Katy Milkman: I agree with you; and I think identity is not nearly strong enough to overcome strong incentives, and, like, we shouldn't expect it to be. So we need to set up better systems. And, identity is only one piece of any puzzle.

But, think about the Hippocratic Oath--

Russ Roberts: Yeah. Great example--

Katy Milkman: Doctors still make bad decisions, but on the other hand, it probably helps that they take that Hippocratic Oath.

So, when we want to get all the pieces of the puzzle right, I think that's another key takeaway. You can't say, like, 'Oh, I checked this box. I got the identity down,' or 'I have soft commitments,' and, then just neglect everything else. Like, the incentive scheme is completely wrong. The structure of the choice is completely wrong. So, we have to be attentive to all of these components.

1:04:52

Russ Roberts: Yeah. Let's close with where we started, which is the seductiveness of the idea that I can change my life if I have the right life hack. Your subtitle is--

Katy Milkman: The Science of Getting from Where You Are to Where You Want to Be.

Russ Roberts: Yeah. And, part of what I've been thinking about a lot lately is how to figure out where you want to be.

I think in our culture--this is not a criticism of your book because obviously no matter where you want to be, it would be good to get there, in theory. Right?

Katy Milkman: I'm agnostic on that angle in the book.

Russ Roberts: Exactly. Right. You are. And, most of us would unanimously agree that we want to exercise more, eat healthier, be better friends. A thousand things we could think of that we wish we could do a better job on.

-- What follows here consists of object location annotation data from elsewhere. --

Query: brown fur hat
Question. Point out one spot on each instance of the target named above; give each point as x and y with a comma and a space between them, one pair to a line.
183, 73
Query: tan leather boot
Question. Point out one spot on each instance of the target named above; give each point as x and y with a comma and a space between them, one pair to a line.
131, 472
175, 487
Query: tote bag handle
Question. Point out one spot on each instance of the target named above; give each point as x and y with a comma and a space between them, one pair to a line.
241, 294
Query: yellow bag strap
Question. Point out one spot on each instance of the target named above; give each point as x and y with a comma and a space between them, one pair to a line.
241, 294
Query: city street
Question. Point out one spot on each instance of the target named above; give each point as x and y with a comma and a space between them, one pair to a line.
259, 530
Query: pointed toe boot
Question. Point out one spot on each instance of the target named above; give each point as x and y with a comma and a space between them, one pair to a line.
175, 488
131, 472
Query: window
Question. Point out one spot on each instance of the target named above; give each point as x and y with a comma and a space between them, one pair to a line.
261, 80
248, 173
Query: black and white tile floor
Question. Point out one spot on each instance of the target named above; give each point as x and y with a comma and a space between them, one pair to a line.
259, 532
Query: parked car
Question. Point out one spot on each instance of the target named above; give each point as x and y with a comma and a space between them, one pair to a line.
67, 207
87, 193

But, I do think in our culture right now there's an overwhelming urge for the app or the algorithm or the life hack that will solve problem X, forgetting that there's this big meta-problem out there called how to live. It's true that if you want to live well you do have to control your urges and master yourself a little bit. But, I'm just curious if you think about that, much.

Katy Milkman: I think it's a great issue. It's one of the things that has made me so interested in fresh starts, because I think one of the reasons fresh starts are interesting is those are moments that tend to disrupt the day-to-day, when we're just sort of plugging along, not thinking deeply about who we want to be, and lead us to think bigger-picture.

And, I think we need more disruptions and more effort put into: 'What should my goals be?' rather than the list of goals that everyone has. 'Oh, less time on social media and more exercise,' and so on. Like, what are the really important things?

I hope the book can help with both the important things and the less important ones. And, I'm agnostic on it. I try to present the science that's useful regardless of what a goal is.

But, I completely agree with you that I think we can find more meaning in life if we reflect more deeply about what really matters. And, there's lots of great research supporting the importance of meaning and work. It makes you more productive if you see meaning behind your job, behind what you're doing. So, it has all these benefits to happiness. So, I do hope people will use the book to achieve meaningful goals rather than goals that may not really make them happier.

Which is why, by the way, I don't think you should worry about the 10 pounds.

Russ Roberts: My guest today has been the kind and insightful Katy Milkman. Her book is How To Change. Katy, thanks for being part of EconTalk.

Katy Milkman: Thank you so much for having me. This was a really fun conversation.